Object databases like MongoDB and db4o are getting lots of publicity lately. Everyone that plays with them seems to love it. I'm guessing that they are dealing with about 640K of data in their sample apps.
Has anyone tried to use an object database with a large amount of data (say, 50GB or more)? Are you able to still execute complex queries against it (like from a search screen)? How does it compare to your usual relational database of choice?
I'm just curious. I want to take the object database plunge, but I need to know if it'll work on something more than a sample app.
Perhaps worth a mention.
The European Space Agency's Planck mission is running on the Versant Object Database. http://sci.esa.int/science-e/www/object/index.cfm?fobjectid=46951
It is a satelite with 74 onboard sensors launched last year which is mapping the infrarred spectrum of the universe and storing the information in a map segment model. It has been getting a ton of hype these days because of it's producing some of the coolest images ever seen of the universe.
Anyway, it has generated 25T of information stored in Versant and replicated across 3 continents. When the mission is complete next year, it will be a total of 50T
Probably also worth noting, object databases tend to be a lot smaller to hold the same information. It is because they are truly normalized, no data duplication for joins, no empty wasted column space and few indexes rather than 100's of them. You can find public information about testing ESA did to consider storage in multi-column relational database format -vs- using a proper object model and storing in the Versant object database. THey found they could save 75% disk space by using Versant.
Here is the implementation: http://www.planck.fr/Piodoc/PIOlib_Overview_V1.0.pdf
Here they talk about 3T -vs- 12T found in the testing http://newscenter.lbl.gov/feature-stories/2008/12/10/cosmic-data/
Also ... there are benchmarks which show Versant orders of magnitude faster on the analysis side of the mission.
CHeers, -Robert
Someone just went into production with a 12 terabytes of data in MongoDB. The largest I knew of before that was 1 TB. Lots of people are keeping really large amounts of data in Mongo.
It's important to remember that Mongo works a lot like a relational database: you need the right indexes to get good performance. You can use explain() on queries and contact the user list for help with this.
Here's some benchmarks on db4o:
http://www.db4o.com/about/productinformation/benchmarks/
I think it ultimately depends on a lot of factors, including the complexity of the data, but db4o seems to certainly hang with the best of them.
You should read the MongoDB use cases. People who are just playing with technology are often just looking at how does this work and are not at the point where they can understand the limitations. For the right sorts of datasets and access patterns 50GB is nothing for MongoDB running on the right hardware.
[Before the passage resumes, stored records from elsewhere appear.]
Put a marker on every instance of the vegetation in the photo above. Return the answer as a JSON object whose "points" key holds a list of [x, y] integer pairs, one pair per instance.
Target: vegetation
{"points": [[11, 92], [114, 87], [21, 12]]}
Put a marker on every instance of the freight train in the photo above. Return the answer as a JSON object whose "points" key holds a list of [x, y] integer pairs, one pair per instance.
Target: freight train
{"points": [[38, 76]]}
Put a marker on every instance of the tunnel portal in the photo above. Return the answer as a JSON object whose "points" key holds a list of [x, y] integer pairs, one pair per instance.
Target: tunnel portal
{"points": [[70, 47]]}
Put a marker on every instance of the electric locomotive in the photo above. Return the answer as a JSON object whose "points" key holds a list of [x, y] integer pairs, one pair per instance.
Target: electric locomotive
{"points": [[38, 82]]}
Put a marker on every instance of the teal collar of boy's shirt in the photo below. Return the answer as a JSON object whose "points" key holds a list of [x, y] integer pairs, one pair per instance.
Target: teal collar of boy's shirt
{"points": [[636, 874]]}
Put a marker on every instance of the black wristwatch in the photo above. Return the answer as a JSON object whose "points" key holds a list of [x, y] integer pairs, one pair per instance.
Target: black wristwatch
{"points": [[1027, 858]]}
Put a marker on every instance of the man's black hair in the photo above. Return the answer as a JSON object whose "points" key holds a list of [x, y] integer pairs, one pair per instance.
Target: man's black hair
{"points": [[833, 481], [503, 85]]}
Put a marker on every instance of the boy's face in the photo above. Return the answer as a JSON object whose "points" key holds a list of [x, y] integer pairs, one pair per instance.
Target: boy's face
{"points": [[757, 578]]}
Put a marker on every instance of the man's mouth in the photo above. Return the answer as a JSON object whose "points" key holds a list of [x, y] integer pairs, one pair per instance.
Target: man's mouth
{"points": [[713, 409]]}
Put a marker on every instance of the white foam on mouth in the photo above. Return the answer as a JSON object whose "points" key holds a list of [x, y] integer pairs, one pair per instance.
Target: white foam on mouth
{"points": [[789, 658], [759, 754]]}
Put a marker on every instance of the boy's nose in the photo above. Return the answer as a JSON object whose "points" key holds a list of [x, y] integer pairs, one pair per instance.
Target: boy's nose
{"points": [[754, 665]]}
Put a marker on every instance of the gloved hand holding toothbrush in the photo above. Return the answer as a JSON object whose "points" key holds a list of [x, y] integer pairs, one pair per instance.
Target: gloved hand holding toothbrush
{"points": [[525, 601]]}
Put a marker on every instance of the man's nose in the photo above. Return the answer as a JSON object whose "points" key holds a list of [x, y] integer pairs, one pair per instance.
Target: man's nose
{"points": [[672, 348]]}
These non-relational systems look at the trade-offs which RDBMs made, and changed them a bit. Consistency is not as important as other things in some situations so these solutions let you trade that off for something else. The trade-off is still relatively minor ms or maybe secs in some situations.
It is worth reading about the CAP theorem too.
MongoDB powers SourceForge, The New York Times, and several other large databases...
When I started db4o back in 2000 I didn't have huge databases in mind. The key goal was to store any complex object very simply with one line of code and to do that good and fast with low ressource consumption, so it can run embedded and on mobile devices.
Over time we had many users that used db4o for webapps and with quite large amounts of data, going close to todays maximum database file size of 256GB (with a configured block size of 127 bytes). So to answer your question: Yes, db4o will work with 50GB, but you shouldn't plan to use it for terabytes of data (unless you can nicely split your data over multiple db4o databases, the setup costs for a single database are negligible, you can just call #openFile() )
db4o was acquired by Versant in 2008, because it's capabilites (embedded, low ressource-consumption, lightweight) make it a great complimentary product to Versant's high-end object database VOD. VOD scales for huge amounts of data and it does so much better than relational databases. I think it will merely chuckle over 50GB.